Cogidos con pinzas, así estaban mis sentimientos, atados a un cordel desgastado en cualquier azotea de cualquier sitio y en cualquier fecha.
Ya había divagado lo suficiente como para saber que finalmente caería al vacío de ese precipicio, y aún así no sentí miedo. Quería dejarme llevar sin pensar en nada más que no fuera el placer del momento, el instante mismo de cerrar los ojos y besarlo… y después lo que el destino nos tuviera deparado.
Ni él ni yo éramos libres para hacer y no dejar muertos en el camino, los primeros nosotros, la primera yo, y aún así no renuncié a la cita en la que todo se decidía. Si era amor lo sabría, y si era sólo sexo también.

Me temblaban las manos al volante de camino al lugar elegido, lejos de miradas indiscretas, de palabras malintencionadas y de oídos demasiado ávidos de noticias frescas y de rumores absurdos.
Cuando llegué, mientras me quitaba el cinturón de seguridad no fui capaz de dejar de temblar, la boca seca y entre tanto encendí un cigarrillo de esos que llevaba en el bolso para situaciones de emergencia, y sin duda aquella lo era. Apenas sí atiné a ponerlo en mis labios, y aspiré tan profundamente que casi me ahogo en mi miedo.
Intenté tranquilizarme, pero fue en vano. Allí estaba, era el momento. Me bajé del coche y me acerqué a aquella terraza de verano en pleno Noviembre y ya me estaba esperando absorto en su móvil. No era guapo, ni atractivo y sin embargo hacía que algo se removiera en mi interior. Saludos de rigor con dos besos, cuando aún las mascarillas no estaban en nuestras vidas, y una cerveza. No tenía ni idea de cómo empezar aquella conversación, tan incómoda como necesaria, para dejar claras las cosas, para establecer los límites de lo que sería nuestra relación a partir de ahí… Y todo fue mucho más fácil de lo que imaginé. Él hizo que fuera así, y cuando me relajé también aporté mi granito de arena. Entre líneas pudimos leer que aquello era una locura que no estábamos dispuestos a cometer, no por falta de ganas, sino por la realidad nos dio un bofetón sin esperarlo y decidimos seguir siendo lo que hasta entonces habíamos sido. Dos amigos, que se quieren, se admiran y se escuchan, se consuelan y se alegran juntos,pero nada más.
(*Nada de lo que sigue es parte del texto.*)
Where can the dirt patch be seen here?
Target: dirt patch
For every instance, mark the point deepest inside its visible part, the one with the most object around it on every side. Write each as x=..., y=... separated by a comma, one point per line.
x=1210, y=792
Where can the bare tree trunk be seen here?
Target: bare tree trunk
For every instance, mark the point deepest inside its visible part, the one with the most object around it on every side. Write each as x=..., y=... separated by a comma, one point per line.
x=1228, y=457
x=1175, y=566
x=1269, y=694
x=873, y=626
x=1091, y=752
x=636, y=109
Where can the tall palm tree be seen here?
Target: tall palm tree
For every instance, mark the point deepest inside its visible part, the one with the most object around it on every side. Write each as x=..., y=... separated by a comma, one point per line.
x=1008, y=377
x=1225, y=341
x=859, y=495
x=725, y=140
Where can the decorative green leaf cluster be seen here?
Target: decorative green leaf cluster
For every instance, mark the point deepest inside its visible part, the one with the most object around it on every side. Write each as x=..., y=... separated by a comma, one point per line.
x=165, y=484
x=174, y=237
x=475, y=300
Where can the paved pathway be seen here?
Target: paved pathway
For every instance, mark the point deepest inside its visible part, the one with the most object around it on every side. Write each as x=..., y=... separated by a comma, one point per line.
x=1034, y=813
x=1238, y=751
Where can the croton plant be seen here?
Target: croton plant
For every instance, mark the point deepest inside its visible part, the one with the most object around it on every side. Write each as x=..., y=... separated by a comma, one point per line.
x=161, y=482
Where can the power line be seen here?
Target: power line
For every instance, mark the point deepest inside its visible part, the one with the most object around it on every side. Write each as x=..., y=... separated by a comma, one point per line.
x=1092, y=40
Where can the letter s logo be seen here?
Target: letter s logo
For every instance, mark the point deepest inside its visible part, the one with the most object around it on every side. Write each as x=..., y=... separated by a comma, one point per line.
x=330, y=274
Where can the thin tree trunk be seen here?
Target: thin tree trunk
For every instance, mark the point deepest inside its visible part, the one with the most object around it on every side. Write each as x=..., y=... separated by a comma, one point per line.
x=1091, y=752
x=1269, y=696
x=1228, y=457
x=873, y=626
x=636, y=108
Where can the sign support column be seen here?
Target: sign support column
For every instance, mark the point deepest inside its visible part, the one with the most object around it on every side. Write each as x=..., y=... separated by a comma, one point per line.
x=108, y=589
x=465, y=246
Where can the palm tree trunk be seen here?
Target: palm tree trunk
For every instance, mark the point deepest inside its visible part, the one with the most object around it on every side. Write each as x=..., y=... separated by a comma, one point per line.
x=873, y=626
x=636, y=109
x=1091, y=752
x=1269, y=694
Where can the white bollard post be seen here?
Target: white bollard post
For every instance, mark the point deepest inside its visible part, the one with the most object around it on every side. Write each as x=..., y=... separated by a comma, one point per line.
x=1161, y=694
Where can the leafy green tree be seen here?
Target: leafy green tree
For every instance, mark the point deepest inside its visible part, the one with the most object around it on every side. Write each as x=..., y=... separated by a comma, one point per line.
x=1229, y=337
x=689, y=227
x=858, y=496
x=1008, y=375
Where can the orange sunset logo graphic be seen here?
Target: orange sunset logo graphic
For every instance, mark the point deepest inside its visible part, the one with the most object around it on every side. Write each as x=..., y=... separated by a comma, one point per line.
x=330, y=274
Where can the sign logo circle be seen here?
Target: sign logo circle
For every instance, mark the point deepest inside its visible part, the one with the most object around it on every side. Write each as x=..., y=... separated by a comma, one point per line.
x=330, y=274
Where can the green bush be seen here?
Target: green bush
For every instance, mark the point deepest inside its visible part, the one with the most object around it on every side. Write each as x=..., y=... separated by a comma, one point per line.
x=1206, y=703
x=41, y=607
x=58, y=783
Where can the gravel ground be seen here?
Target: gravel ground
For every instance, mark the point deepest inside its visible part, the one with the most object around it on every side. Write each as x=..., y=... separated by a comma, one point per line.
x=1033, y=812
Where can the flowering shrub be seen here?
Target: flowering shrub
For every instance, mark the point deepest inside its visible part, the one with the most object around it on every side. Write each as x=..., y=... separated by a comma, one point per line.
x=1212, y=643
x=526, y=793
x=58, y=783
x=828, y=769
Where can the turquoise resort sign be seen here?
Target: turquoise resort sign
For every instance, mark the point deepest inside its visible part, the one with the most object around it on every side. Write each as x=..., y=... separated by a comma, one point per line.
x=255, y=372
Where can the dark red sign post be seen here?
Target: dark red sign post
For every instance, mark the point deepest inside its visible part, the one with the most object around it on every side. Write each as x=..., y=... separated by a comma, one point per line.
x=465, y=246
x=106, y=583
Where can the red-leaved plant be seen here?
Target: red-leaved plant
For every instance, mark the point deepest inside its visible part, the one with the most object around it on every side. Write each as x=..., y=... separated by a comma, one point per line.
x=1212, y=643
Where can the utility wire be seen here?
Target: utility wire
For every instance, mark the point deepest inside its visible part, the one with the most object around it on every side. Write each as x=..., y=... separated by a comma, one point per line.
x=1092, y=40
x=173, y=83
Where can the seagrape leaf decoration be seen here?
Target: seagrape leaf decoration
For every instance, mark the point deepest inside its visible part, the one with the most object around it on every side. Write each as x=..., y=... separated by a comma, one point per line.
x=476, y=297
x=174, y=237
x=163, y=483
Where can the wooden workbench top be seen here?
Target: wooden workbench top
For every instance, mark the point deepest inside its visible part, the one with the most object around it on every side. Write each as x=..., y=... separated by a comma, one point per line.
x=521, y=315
Quizás podría haber llegado a ser una bonita historia, pero siempre nos perseguirían los fantasmas del pasado, y los dos estábamos cansados de seguir remando a contracorriente. Y aún así, lo fue.
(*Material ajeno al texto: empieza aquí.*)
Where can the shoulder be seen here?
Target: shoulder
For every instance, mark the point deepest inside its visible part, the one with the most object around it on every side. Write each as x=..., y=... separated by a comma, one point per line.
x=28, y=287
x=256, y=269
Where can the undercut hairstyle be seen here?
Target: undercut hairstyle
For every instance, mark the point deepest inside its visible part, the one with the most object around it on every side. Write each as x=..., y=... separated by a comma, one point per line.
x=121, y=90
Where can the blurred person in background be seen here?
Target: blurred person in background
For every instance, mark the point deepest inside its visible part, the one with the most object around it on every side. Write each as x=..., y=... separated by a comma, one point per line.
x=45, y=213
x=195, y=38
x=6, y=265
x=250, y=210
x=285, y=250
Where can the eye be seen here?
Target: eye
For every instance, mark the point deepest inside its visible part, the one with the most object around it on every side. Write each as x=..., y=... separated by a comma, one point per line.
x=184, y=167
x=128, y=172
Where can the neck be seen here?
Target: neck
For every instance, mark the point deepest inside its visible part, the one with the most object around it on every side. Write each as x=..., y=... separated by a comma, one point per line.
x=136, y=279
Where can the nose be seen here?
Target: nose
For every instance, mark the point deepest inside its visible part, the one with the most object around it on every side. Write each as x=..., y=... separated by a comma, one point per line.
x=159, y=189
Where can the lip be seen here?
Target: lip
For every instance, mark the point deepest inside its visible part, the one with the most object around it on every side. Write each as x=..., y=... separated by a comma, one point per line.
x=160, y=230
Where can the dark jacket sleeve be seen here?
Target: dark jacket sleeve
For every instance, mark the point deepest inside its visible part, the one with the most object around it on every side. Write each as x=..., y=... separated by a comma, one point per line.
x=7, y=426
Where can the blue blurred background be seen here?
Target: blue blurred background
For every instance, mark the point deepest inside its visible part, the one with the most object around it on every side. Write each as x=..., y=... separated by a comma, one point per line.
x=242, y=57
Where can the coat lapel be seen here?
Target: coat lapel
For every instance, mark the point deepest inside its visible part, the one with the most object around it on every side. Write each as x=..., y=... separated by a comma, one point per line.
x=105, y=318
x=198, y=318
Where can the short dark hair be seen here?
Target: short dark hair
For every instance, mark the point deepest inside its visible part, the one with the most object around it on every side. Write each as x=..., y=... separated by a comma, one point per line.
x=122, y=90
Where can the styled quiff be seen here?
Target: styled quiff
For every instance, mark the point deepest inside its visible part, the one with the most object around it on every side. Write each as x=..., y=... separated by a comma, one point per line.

Una historia maravillosa de complicidad, de miradas inocentes que entendíamos sin mediar palabra, de abrazos oportunos, de oídos comprensivos, de consejos sanos y amor del bueno, sin puertas traseras, sin rencor, sin vanidad… Un amor puro, de esos que te marcan y dejan huella por ser especiales. Un amor que muchos no sabrían comprender entre un hombre y una mujer, y sin embargo… existe, doy fe.